保坂和志『明け方の猫』

保坂和志『明け方の猫』中公文庫、2005年5月
「明け方の猫」は、次のようにはじまる。

 明け方見た夢の中で彼は猫になっていた。猫といってもまだ新米の猫なので四本の足を動かして歩くこともなかなか自由にはいかなかった。(p.9)

これが「夢の中」ではなく、朝、目覚めてみると、猫になっていたとあるとカフカの世界になる。猫になった「彼」が全然あせらないのも、これが「夢の中」のできごとだからだろう。
面白いのは、登場するのが猫になっても相変わらず「ムズカシイ」ことを考えていることだ。この猫は、女性から「まあ、ムズカシイ顔した猫ちゃんね」(p.21)と言われている。登場するのが猫であっても、他の保坂の小説と変わらない。
そんなわけで、物語のはじめは楽しいのだが、後半になると雰囲気が変わる。ややオーバーな言い方をすれば、「狂気」じみた世界となる。
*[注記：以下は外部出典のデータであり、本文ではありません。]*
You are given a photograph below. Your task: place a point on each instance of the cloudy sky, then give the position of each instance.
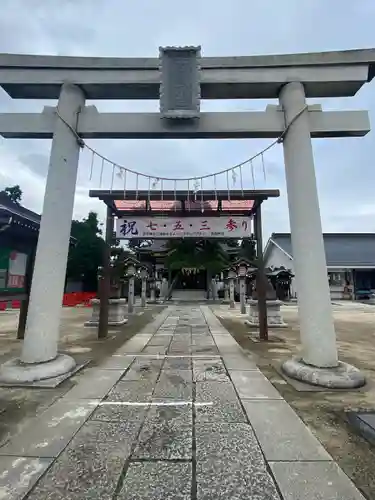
(345, 167)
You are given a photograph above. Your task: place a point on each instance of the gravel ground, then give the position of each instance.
(324, 411)
(17, 405)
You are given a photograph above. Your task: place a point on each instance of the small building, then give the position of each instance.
(154, 253)
(350, 262)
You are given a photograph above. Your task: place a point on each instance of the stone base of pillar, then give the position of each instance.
(16, 372)
(344, 376)
(274, 318)
(116, 312)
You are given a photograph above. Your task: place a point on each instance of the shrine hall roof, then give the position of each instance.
(239, 202)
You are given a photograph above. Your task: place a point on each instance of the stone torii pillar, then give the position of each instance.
(319, 363)
(39, 358)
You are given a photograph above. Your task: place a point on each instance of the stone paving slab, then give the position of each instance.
(219, 480)
(157, 481)
(94, 384)
(91, 465)
(176, 384)
(144, 369)
(184, 363)
(19, 474)
(172, 426)
(161, 340)
(155, 349)
(117, 362)
(281, 433)
(209, 369)
(230, 464)
(222, 403)
(313, 481)
(239, 362)
(49, 433)
(166, 434)
(253, 385)
(128, 400)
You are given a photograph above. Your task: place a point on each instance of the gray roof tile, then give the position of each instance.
(342, 249)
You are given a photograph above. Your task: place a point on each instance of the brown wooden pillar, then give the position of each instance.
(260, 276)
(105, 280)
(25, 303)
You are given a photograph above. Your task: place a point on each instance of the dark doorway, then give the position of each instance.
(190, 279)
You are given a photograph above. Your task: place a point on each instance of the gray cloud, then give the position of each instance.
(115, 28)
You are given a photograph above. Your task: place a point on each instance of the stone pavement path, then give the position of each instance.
(179, 412)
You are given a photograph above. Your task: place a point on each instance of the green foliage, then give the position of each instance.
(205, 254)
(87, 254)
(248, 250)
(14, 193)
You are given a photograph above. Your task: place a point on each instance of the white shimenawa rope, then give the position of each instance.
(121, 170)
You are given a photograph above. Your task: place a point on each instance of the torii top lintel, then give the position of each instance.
(324, 74)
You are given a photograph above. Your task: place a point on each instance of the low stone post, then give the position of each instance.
(144, 275)
(164, 289)
(215, 295)
(226, 290)
(131, 295)
(130, 266)
(232, 276)
(243, 294)
(242, 268)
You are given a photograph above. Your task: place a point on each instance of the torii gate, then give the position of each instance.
(180, 81)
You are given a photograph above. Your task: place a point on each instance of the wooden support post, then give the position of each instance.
(105, 282)
(260, 277)
(25, 303)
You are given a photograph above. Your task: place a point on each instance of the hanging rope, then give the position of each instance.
(104, 159)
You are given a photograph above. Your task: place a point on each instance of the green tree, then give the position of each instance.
(248, 250)
(87, 253)
(14, 193)
(201, 254)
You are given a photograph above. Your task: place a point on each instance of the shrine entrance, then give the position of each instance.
(194, 215)
(190, 278)
(179, 79)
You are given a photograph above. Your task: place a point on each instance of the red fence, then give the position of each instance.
(69, 300)
(78, 299)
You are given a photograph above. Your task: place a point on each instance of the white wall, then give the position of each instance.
(278, 258)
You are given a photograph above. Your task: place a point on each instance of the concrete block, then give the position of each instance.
(19, 474)
(157, 481)
(253, 385)
(281, 433)
(49, 433)
(313, 481)
(166, 434)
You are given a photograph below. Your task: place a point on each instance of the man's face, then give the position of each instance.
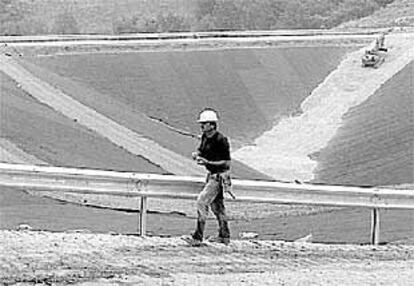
(206, 127)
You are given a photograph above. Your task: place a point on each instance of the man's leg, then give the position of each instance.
(219, 210)
(205, 198)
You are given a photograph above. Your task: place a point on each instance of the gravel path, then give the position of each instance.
(29, 257)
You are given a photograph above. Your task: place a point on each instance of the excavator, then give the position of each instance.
(375, 56)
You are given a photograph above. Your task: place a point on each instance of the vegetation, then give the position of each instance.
(18, 17)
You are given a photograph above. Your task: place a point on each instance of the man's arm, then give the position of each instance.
(221, 163)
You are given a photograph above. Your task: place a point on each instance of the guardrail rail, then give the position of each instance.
(88, 181)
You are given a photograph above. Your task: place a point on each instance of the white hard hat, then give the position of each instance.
(208, 115)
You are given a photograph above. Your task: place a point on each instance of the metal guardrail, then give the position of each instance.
(189, 35)
(87, 181)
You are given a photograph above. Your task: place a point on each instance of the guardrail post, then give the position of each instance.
(375, 226)
(143, 216)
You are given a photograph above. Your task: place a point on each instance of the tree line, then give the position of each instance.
(208, 15)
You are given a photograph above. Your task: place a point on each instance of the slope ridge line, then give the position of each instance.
(119, 135)
(285, 151)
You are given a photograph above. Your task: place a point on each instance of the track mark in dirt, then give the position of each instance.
(27, 256)
(284, 152)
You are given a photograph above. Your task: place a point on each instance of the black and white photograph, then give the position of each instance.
(206, 142)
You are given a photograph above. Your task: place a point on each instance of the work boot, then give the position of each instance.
(218, 239)
(192, 241)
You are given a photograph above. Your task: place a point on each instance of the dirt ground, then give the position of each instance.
(39, 257)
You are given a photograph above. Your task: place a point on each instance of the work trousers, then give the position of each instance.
(211, 196)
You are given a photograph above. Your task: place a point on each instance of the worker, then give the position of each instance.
(213, 153)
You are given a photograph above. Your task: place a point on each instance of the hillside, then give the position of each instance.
(400, 13)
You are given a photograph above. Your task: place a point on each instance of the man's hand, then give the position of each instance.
(201, 161)
(194, 155)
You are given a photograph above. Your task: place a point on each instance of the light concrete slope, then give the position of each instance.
(116, 133)
(10, 153)
(285, 151)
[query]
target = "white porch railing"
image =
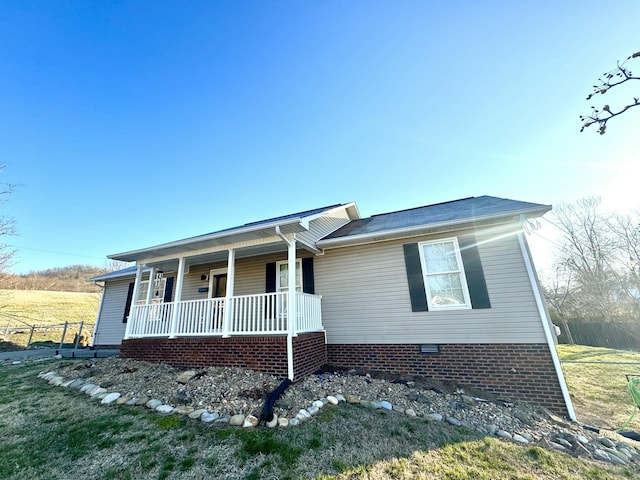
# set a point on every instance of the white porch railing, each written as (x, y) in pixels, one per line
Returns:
(261, 314)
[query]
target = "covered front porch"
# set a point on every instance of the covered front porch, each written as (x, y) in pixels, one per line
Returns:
(260, 314)
(225, 286)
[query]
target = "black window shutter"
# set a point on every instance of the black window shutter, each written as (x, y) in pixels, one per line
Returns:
(127, 305)
(168, 289)
(473, 271)
(270, 281)
(308, 285)
(414, 277)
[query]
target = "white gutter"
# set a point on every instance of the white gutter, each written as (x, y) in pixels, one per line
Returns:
(95, 327)
(542, 310)
(290, 246)
(418, 229)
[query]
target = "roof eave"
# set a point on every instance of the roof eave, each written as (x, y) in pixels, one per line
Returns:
(432, 228)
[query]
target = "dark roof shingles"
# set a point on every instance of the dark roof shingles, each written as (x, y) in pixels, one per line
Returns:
(456, 210)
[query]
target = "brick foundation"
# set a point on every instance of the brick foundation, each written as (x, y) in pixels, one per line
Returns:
(266, 354)
(523, 371)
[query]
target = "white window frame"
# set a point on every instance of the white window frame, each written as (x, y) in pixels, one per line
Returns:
(142, 293)
(285, 288)
(461, 273)
(212, 274)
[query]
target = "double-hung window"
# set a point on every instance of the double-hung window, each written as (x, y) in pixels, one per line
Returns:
(159, 286)
(444, 278)
(283, 276)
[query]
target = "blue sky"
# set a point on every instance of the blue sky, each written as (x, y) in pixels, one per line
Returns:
(131, 123)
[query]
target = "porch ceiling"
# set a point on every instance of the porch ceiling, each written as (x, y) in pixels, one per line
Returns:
(222, 239)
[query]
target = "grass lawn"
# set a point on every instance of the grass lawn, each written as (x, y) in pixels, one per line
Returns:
(599, 390)
(21, 308)
(37, 307)
(52, 432)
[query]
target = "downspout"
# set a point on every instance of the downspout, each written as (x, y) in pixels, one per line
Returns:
(544, 317)
(95, 327)
(289, 322)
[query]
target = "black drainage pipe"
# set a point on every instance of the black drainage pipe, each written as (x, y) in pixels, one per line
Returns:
(267, 408)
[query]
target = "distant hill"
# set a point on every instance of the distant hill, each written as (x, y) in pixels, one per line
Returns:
(60, 279)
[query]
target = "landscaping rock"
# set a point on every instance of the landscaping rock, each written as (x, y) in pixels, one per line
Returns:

物語の後半で、猫の「彼」は、木枠に爪をひっかけてしまい、身動きが取れなくなってしまうのだ。そして、この木枠のある古い日本家屋には老女二人と女性が一人いて、老女の二人は同じことを繰り返し語っている。この老女の反復される会話が異様なのだ。そして、歩行を奪われた「彼」には、「死」の雰囲気が漂う。このあたりは、漱石の「猫」と、どこか似ているのかもしれない。